Self-Imposed Guilt and a Solvable Problem
Brian Kitching
Sperwan Ghar, Afghanistan. At night, when everyone comes back from foot patrols, five of us build a small fire in the corner of the outpost. We light scraps of wood inside half of a rusty metal drum and line rickety benches around the braids of fire. Sometimes we talk about missions, smoke cigars, and laugh with each other to the point of tears. Other times we’re quiet, each man consumed in his thoughts, hoping the fire never goes out. In these times, thoughts of violence chill my bones to the core, and I think of the men who aren’t there.
It was late 2012 and I was commanding an infantry company of roughly 135 men. Over the course of nine months, we fought in 200 battles. We lost five men and more than 20 were wounded. One day, while I was leading a foot patrol, a series of IEDs detonated, wounding several of my men. Torn limbs, bloody faces, and unspeakable guilt followed me out of that village – I carried all of it home.
Following the deployment, I entered a graduate program. Even as I collected my diploma, my self-imposed guilt wore on me as I relived the most difficult parts of the operation over and over again. I told myself I was too resilient to ever need help, but at some level, I knew I wasn’t the same.
Last year, when a doctor diagnosed me with PTSD, it made sense. What’s more, it drove home the reality that while so much has been done to raise awareness about PTSD, many thousands of active service members still try to hide it. And I was one of them.
The immense stigma still attached to PTSD grows partially out of well intentioned but exaggerated portrayals of just what the disease entails. In movies and on television, service members with PTSD are sketchy, drug-addicted characters on the verge of committing some random act of violence. These mainstream portrayals anchor society’s beliefs about what someone with PTSD should look like, and tend to exacerbate the problem.
Accordingly, active troops are often apprehensive about revealing their condition for fear of missing out on key promotions or being viewed as fragile or dangerous. The drive to avoid these perceptions is particularly pronounced within combat units. Soldiers with PTSD often fear that they will be labeled as quitters who can’t hold their lives together.

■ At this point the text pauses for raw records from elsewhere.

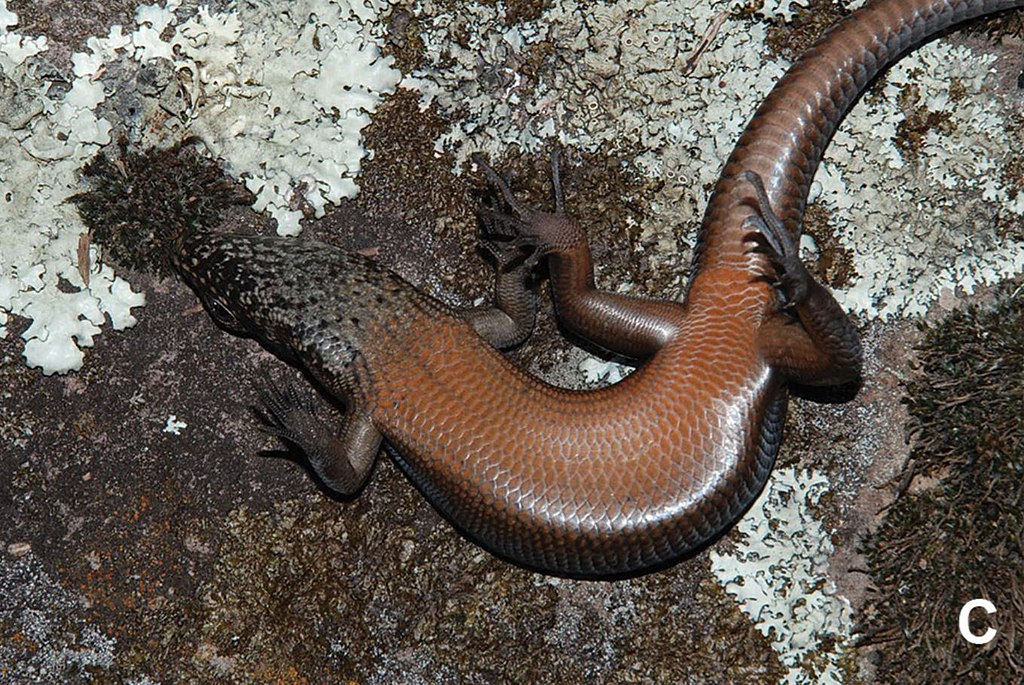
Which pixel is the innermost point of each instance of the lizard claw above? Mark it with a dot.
(772, 239)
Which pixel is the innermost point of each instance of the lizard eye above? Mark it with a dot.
(221, 314)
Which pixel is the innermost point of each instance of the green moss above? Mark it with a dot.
(139, 202)
(960, 539)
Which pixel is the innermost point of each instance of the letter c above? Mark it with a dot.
(965, 622)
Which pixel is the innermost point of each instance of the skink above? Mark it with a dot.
(588, 483)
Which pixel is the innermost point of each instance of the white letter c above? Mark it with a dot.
(965, 622)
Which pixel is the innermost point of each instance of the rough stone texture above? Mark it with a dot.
(131, 555)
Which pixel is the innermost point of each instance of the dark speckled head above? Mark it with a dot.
(301, 299)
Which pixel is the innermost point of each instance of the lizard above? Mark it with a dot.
(597, 483)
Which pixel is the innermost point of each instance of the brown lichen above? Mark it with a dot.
(963, 537)
(808, 26)
(140, 202)
(835, 262)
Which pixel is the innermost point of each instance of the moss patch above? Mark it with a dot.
(962, 537)
(139, 202)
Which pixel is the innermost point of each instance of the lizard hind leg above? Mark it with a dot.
(340, 456)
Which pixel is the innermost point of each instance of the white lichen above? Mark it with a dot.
(44, 139)
(280, 93)
(614, 77)
(779, 576)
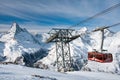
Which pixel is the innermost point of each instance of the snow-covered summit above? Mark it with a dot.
(18, 43)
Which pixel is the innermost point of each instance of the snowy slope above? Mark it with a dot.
(86, 43)
(19, 45)
(16, 72)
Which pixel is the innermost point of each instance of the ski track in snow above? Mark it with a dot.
(17, 72)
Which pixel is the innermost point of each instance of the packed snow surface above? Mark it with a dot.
(17, 72)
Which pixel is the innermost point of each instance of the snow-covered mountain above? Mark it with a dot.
(86, 43)
(19, 46)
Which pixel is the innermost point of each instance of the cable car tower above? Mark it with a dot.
(62, 37)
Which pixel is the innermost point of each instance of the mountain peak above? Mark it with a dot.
(15, 28)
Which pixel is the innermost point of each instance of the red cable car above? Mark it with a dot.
(100, 56)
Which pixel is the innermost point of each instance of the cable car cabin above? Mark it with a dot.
(100, 57)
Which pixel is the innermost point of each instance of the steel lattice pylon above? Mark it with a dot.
(62, 37)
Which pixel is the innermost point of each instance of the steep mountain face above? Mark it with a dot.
(19, 44)
(86, 43)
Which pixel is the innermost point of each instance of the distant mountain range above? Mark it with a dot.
(21, 47)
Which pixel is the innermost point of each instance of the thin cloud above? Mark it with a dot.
(57, 12)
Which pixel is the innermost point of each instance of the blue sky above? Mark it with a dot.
(42, 15)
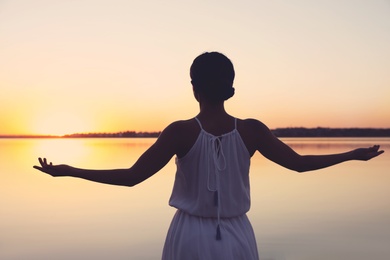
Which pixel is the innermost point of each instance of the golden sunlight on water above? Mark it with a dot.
(339, 213)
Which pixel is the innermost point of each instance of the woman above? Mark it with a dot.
(213, 151)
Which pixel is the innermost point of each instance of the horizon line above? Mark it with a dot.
(280, 132)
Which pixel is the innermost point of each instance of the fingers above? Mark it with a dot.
(44, 163)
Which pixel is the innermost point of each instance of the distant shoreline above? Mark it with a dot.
(279, 132)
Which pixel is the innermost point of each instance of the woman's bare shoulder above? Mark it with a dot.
(252, 125)
(253, 132)
(183, 134)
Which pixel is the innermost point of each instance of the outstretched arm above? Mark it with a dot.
(155, 158)
(280, 153)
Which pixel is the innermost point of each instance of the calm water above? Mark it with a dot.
(339, 213)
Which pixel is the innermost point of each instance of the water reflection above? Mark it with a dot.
(337, 213)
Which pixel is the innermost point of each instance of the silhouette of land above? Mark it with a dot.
(279, 132)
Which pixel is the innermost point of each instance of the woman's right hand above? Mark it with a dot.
(365, 154)
(53, 170)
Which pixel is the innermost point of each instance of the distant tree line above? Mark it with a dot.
(279, 132)
(331, 132)
(114, 135)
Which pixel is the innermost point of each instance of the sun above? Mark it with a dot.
(61, 123)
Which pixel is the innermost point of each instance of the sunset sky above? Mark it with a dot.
(108, 66)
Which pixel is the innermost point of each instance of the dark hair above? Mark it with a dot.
(212, 75)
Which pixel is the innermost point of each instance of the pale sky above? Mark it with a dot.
(108, 66)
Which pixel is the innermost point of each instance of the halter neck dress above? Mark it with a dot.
(211, 194)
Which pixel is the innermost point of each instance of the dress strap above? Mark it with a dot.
(200, 125)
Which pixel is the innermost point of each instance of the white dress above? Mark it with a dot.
(211, 193)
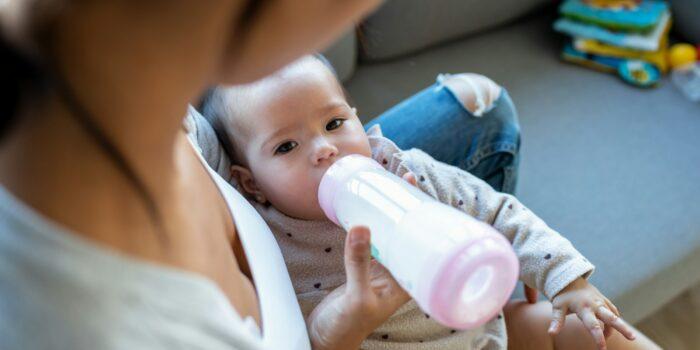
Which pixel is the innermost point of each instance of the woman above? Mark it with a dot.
(113, 232)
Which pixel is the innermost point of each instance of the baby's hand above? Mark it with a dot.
(583, 299)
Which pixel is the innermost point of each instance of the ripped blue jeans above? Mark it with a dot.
(434, 121)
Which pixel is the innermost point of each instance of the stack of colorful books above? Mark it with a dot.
(615, 35)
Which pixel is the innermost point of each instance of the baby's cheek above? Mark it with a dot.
(294, 194)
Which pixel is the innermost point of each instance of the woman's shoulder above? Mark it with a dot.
(60, 291)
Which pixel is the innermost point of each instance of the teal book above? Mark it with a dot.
(624, 15)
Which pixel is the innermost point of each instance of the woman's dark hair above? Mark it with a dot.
(20, 76)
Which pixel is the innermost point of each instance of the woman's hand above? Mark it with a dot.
(369, 296)
(352, 311)
(583, 299)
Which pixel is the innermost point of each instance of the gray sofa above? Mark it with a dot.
(614, 168)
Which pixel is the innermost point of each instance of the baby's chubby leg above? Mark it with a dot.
(527, 326)
(475, 92)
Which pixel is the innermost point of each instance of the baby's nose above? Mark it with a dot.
(324, 152)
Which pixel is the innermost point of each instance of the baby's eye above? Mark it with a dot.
(285, 147)
(334, 124)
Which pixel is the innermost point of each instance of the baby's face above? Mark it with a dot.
(298, 125)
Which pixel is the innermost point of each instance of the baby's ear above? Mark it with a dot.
(245, 179)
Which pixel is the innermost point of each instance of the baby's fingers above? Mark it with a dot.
(558, 317)
(410, 178)
(590, 321)
(611, 319)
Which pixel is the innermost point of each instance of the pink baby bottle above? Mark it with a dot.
(459, 270)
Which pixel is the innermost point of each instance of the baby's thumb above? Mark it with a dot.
(530, 294)
(357, 259)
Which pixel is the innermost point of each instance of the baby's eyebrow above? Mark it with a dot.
(332, 106)
(276, 134)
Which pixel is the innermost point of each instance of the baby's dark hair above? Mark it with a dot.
(215, 109)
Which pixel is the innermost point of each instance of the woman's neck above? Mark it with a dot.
(50, 162)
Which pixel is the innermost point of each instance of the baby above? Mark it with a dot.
(284, 131)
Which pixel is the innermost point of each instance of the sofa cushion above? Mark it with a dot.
(687, 23)
(401, 27)
(343, 55)
(614, 168)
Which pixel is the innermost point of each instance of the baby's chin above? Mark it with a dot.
(310, 211)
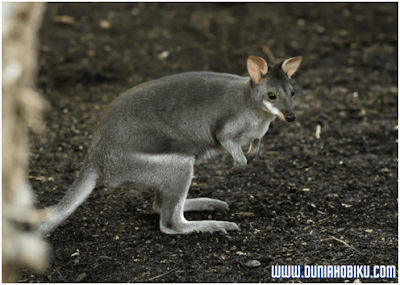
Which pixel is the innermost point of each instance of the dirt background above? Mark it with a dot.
(329, 201)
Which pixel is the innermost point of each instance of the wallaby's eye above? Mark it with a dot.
(271, 95)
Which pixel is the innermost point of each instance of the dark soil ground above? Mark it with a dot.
(307, 200)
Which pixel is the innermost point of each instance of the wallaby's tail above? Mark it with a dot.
(79, 191)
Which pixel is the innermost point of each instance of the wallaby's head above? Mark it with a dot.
(271, 87)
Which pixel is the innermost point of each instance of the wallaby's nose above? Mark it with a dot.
(290, 117)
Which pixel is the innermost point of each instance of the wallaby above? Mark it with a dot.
(154, 133)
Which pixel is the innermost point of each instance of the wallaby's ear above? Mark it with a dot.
(291, 65)
(256, 66)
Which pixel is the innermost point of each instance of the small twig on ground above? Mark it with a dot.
(161, 275)
(339, 240)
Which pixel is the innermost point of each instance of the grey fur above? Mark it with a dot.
(154, 133)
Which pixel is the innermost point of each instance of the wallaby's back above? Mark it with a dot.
(168, 115)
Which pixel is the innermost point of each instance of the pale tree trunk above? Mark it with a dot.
(21, 108)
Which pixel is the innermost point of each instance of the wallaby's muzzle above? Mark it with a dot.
(290, 117)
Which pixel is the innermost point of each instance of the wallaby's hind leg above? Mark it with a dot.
(79, 191)
(195, 204)
(176, 178)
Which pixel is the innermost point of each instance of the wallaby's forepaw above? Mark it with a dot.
(238, 168)
(250, 157)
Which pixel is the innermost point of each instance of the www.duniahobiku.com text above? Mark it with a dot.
(333, 271)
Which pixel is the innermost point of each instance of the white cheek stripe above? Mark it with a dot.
(271, 108)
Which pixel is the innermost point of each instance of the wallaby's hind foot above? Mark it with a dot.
(186, 227)
(79, 191)
(205, 204)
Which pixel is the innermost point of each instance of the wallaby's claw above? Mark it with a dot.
(250, 158)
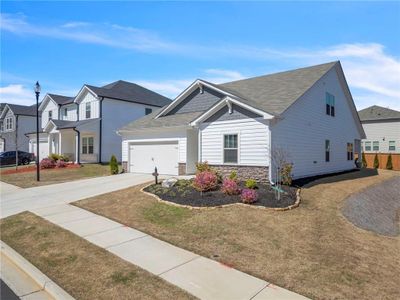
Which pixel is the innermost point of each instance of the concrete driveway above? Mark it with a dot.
(16, 200)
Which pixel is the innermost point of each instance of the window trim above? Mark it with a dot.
(237, 148)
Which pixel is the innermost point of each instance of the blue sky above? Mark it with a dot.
(166, 45)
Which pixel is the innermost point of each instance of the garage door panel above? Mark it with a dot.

Military policy has focused extraordinary effort on removing this stigma and has attempted to make it easier for service members to seek help for PTSD. Veterans and journalists speak and write extensively on the condition and its particular effects in the military. While their contributions are absolutely vital, they are only half the story. What’s missing is the voice of active duty members.
The voices that can inspire the greatest change are largely silent. It’s tough to find slick productions highlighting sharp young sergeants or captains who themselves are recovering from PTSD and who encourage their subordinates to get help while continuing service.
So we remain quiet because it’s good to be hard and professional, cloaked in the comfort of our own delusion. In combat, we burn our pain afresh each night, trying to banish the dark thoughts so we can take the battlefield with clear minds. Yet when we come home and ignore war’s smoldering ashes, we give life to a dangerous conflagration that belongs a world away.
PTSD is largely a solvable problem, and troops seeking rehabilitation are proving it - 80% of those diagnosed with PTSD remain on active duty. But that number only represents troops who voluntarily seek help. It doesn’t account for the many thousands who simply deal with issues on their own, who try to assign their own meaning to the twisted bodies and chaos of war.
Our active men and women should be the true leaders in this discussion. They are the mainstay of the military and will continue to shoulder our greatest responsibilities around the globe. Our troops command the greatest respect through their professionalism and leadership in combat – their stories matter most.
We can transform perceptions of mental health, but it won’t happen with top-down policy. We will rid the ranks of stigma only when change is ignited at the grassroots level, and by framing our active leaders’ experiences with PTSD treatment in a positive light.
I plan to serve in the Army for the rest of my career. I finished an exceptional PTSD treatment program in Boston and it’s the best thing I’ve done for my service, my family and myself.
I still sit by the fire. It’s much warmer now.